Self-service check-in counters and automated bedmaking devices could soon do the jobs of hotel staff.
The Singapore Tourism Board (STB) is looking at ways to help hotels reduce their reliance on Singapore's shrinking labour supply.
Ideas such as high-tech kiosks or touchscreen tablet menus could also ease frustrating hold-ups for guests at the front desk or long waiting times at the cafe.
It told The Straits Times it is commissioning a study to "find opportunities to use technology to drive business efficiency and boost productivity efforts".
STB executive director of capability and innovation John Conceicao said the study should spot the current skills gaps and identify solutions to support the implementation of new technology applications.
He added: "This allows them to reallocate manpower resources effectively and to more critical functions which can result in increased guest satisfaction."
The push towards tech solutions, he said, will ultimately reap benefits for the guests.
The eight-month study will involve 10 luxury, boutique, and mid-tier hotels of different sizes in focus group discussions and surveys. The final report will be presented in August next year.
Meanwhile, a trial will be run jointly by the STB and Infocomm Development Authority to use more IT in hotel operations to boost productivity and efficiency. Pilot tests are likely to start by March.

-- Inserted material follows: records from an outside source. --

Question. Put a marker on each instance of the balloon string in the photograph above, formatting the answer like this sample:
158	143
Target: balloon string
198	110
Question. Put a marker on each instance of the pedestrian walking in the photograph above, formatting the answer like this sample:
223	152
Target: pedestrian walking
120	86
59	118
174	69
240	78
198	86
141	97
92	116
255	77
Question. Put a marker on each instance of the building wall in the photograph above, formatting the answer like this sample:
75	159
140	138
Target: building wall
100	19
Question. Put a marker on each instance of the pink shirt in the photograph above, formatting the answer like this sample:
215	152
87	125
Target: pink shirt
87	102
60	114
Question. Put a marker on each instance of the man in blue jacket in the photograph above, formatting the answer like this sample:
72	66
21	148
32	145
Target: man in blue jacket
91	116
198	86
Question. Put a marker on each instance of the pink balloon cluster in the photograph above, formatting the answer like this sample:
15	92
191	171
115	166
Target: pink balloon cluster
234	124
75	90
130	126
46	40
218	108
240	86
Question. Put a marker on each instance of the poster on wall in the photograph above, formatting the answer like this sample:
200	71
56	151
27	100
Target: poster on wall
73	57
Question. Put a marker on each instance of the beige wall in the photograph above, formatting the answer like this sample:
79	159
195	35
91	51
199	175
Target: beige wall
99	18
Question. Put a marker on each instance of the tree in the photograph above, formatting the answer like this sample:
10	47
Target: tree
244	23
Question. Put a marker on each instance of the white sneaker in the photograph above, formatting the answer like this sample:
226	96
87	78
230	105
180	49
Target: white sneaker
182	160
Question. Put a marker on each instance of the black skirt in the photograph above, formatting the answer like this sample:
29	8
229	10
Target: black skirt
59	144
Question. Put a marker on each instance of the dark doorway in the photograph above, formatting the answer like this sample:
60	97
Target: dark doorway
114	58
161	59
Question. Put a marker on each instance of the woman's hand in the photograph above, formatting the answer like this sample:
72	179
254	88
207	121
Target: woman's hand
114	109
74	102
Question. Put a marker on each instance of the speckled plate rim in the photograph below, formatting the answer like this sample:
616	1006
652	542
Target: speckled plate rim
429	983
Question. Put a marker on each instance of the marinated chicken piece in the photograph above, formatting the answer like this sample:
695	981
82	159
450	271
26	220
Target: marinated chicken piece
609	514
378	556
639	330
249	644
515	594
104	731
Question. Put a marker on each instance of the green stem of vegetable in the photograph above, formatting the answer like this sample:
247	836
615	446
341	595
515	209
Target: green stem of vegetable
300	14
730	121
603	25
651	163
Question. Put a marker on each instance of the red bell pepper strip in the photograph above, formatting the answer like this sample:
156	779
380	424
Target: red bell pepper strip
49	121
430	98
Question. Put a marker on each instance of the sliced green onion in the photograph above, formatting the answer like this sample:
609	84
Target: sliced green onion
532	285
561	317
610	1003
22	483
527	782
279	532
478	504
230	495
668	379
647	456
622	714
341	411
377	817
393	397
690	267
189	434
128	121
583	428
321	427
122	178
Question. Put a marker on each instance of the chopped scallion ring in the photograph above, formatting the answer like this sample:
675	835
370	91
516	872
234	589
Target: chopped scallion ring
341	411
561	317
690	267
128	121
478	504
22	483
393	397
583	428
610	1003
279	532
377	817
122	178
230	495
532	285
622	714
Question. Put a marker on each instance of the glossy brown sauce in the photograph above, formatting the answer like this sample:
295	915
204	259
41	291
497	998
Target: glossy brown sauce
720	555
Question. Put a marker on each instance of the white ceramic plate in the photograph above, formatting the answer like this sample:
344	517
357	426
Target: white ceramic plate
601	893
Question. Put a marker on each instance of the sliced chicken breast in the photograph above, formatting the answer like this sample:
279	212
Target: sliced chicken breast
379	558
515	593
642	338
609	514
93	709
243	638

The new moves are part of the STB's aims to increase innovation amid a muted tourism forecast that shows the pace of growth is expected to slow by about half over the next 10 years. Tourist spending is expected to grow by only 4 per cent to 6 per cent.
Technology currently being used by hotels here includes radio-frequency identification laundry tags and scheduling software to track the turnaround of rooms.
The Westin Singapore at Asia Square Tower 2, which opened last month, is one of several hotels here to install a bed-lifting system in its rooms to cut the time taken for attendants to make them.
Bay Hotel allows guests to check themselves in by sending an SMS to the hotel using their cell phones. Front-desk manager Nigel Vsandh said: "People are tech-savvy nowadays and would rather tap away on their handsets and gadgets than wait in line to be served."
The hotel, which runs a lean four-strong service staff in its 30-table restaurant, is likely to roll out touchscreen tablets by February for guests to place orders without having to wait for service staff.
But putting in place more automated systems will not be at the expense of good customer service.
"It is not a replacement for the human touch," said the Singapore Hotel Association's executive director Margaret Heng.
"Instead, it allows employees more time to interact with their guests."